Pour éviter que de telles prescriptions et mesures ponctuelles n’imposent des contraintes trop lourdes et prolongées aux voyageurs internationaux et ne soient contraires aux engagements pris dans le cadre du Règlement sanitaire international, il importera de veiller à ce qu’elles restent proportionnelles aux risques pour la santé publique et fondées sur des données probantes.
Notre dépendance collective à l’égard de la contribution vitale des travailleurs migrants et des réfugiés dans tous les secteurs d’activité nous pousse à repenser la mobilité humaine, à repousser les discours hostiles aux migrants et à renforcer la résilience de nos systèmes d’immigration face aux pandémies.

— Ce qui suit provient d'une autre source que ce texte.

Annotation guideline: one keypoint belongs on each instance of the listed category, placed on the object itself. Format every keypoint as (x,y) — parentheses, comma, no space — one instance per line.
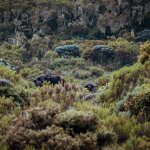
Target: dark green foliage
(139,104)
(68,50)
(77,122)
(101,54)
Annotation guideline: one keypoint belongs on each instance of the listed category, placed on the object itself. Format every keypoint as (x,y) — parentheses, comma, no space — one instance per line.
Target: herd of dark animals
(56,79)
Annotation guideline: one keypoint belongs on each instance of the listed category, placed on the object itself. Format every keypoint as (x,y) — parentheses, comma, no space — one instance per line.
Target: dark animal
(90,87)
(4,82)
(55,79)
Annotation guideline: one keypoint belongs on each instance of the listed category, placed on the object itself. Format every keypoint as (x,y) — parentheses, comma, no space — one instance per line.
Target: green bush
(124,81)
(76,122)
(144,52)
(125,52)
(139,104)
(68,50)
(65,96)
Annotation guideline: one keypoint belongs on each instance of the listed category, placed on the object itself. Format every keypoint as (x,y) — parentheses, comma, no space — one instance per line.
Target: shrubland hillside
(79,43)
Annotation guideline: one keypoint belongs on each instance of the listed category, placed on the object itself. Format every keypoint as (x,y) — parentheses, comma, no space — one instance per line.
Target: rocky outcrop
(96,18)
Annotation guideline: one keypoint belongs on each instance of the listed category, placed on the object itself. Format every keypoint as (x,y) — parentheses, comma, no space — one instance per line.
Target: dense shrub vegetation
(83,43)
(69,117)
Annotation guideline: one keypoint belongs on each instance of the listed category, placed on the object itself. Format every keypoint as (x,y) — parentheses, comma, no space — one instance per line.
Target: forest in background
(103,42)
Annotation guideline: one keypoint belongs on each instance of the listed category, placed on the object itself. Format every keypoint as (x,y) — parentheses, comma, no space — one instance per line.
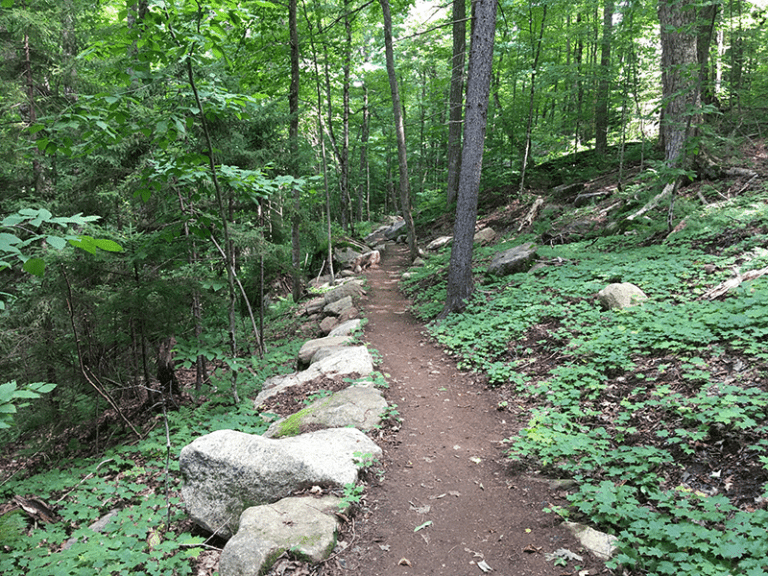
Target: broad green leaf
(35,266)
(57,242)
(84,243)
(42,387)
(7,390)
(108,245)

QUATRE PRINCIPES FONDAMENTAUX AU SERVICE D’UNE MOBILITÉ HUMAINE SÛRE ET INCLUSIVE PENDANT ET APRÈS LA CRISE DE LA COVID-19
L’exclusion a un coût à long terme alors que l’inclusion profite à tous. Comme le virus frappe indistinctement, nous ne pouvons nous permettre de lutter contre la pandémie en prenant des mesures discriminatoires en fonction de la nationalité ou du statut migratoire. L’exclusion des personnes en déplacement est précisément la raison pour laquelle elles sont aujourd’hui parmi les plus exposées à cette pandémie.
La riposte à la COVID-19 et la protection des droits humains des personnes en déplacement ne s’excluent pas mutuellement. Les efforts déterminés que nous déployons pour surmonter cette crise sans précédent ne doivent pas se faire au détriment de la responsabilité qui incombe à tous de respecter les droits des personnes en déplacement et de les protéger contre tout nouveau préjudice.

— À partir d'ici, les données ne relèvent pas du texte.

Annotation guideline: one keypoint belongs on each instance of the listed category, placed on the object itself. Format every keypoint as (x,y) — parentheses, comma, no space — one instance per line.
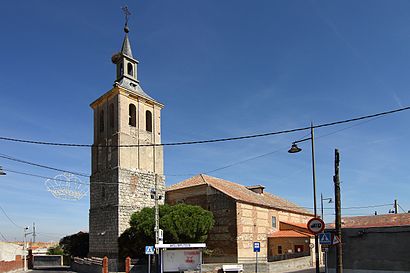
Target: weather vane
(126,13)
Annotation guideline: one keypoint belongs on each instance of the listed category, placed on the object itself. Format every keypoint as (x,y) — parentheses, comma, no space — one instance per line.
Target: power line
(210,140)
(188,174)
(401,208)
(4,238)
(14,223)
(40,165)
(280,207)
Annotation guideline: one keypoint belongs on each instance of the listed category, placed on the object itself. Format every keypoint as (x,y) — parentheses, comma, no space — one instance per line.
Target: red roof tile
(301,225)
(385,220)
(240,193)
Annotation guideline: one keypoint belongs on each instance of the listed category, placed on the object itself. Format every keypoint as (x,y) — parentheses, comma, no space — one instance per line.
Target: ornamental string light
(66,186)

Personne n’est en sécurité tant que chacun de nous ne l’est pas. La pandémie et ses répercussions toucheront le plus durement les personnes qui étaient déjà vulnérables avant la crise. Il s’agit notamment des personnes en déplacement qui vivent dans des conditions précaires, ainsi que de celles qui vivent dans des pays fragiles ou touchés par un conflit, en particulier les femmes, les enfants et les personnes âgées. L’aide humanitaire d’urgence doit continuer à atteindre les personnes dans le besoin même pendant les périodes de confinement.

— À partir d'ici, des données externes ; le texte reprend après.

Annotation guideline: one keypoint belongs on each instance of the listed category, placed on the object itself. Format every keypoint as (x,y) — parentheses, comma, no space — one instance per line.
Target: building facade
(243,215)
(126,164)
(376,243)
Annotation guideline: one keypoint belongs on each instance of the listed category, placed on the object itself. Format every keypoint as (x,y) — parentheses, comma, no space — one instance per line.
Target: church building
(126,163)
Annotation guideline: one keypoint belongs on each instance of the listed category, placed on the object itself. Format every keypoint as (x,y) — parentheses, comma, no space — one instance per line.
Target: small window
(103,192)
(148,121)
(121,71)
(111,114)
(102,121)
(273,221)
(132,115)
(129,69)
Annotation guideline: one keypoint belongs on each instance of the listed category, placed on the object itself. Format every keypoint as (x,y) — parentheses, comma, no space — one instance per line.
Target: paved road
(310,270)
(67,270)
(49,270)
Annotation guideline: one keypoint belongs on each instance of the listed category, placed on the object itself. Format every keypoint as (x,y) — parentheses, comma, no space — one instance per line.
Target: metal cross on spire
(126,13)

Les personnes en déplacement font partie intégrante de la solution. Les personnes en déplacement sont en première ligne dans la lutte contre la pandémie, car elles fournissent des services de soins de santé et assurent le fonctionnement des chaînes de production et d’approvisionnement alimentaires mondiales. Nous devons valoriser et reconnaître leurs contributions aux sociétés qui les accueillent. Le meilleur moyen d’y parvenir est de faciliter la reconnaissance de leurs qualifications, de veiller à ce que la mobilité humaine reste sûre, inclusive et respectueuse du droit international des droits humains et du droit des réfugiés, et d’étudier différents modèles de parcours de régularisation pour les migrants en situation irrégulière.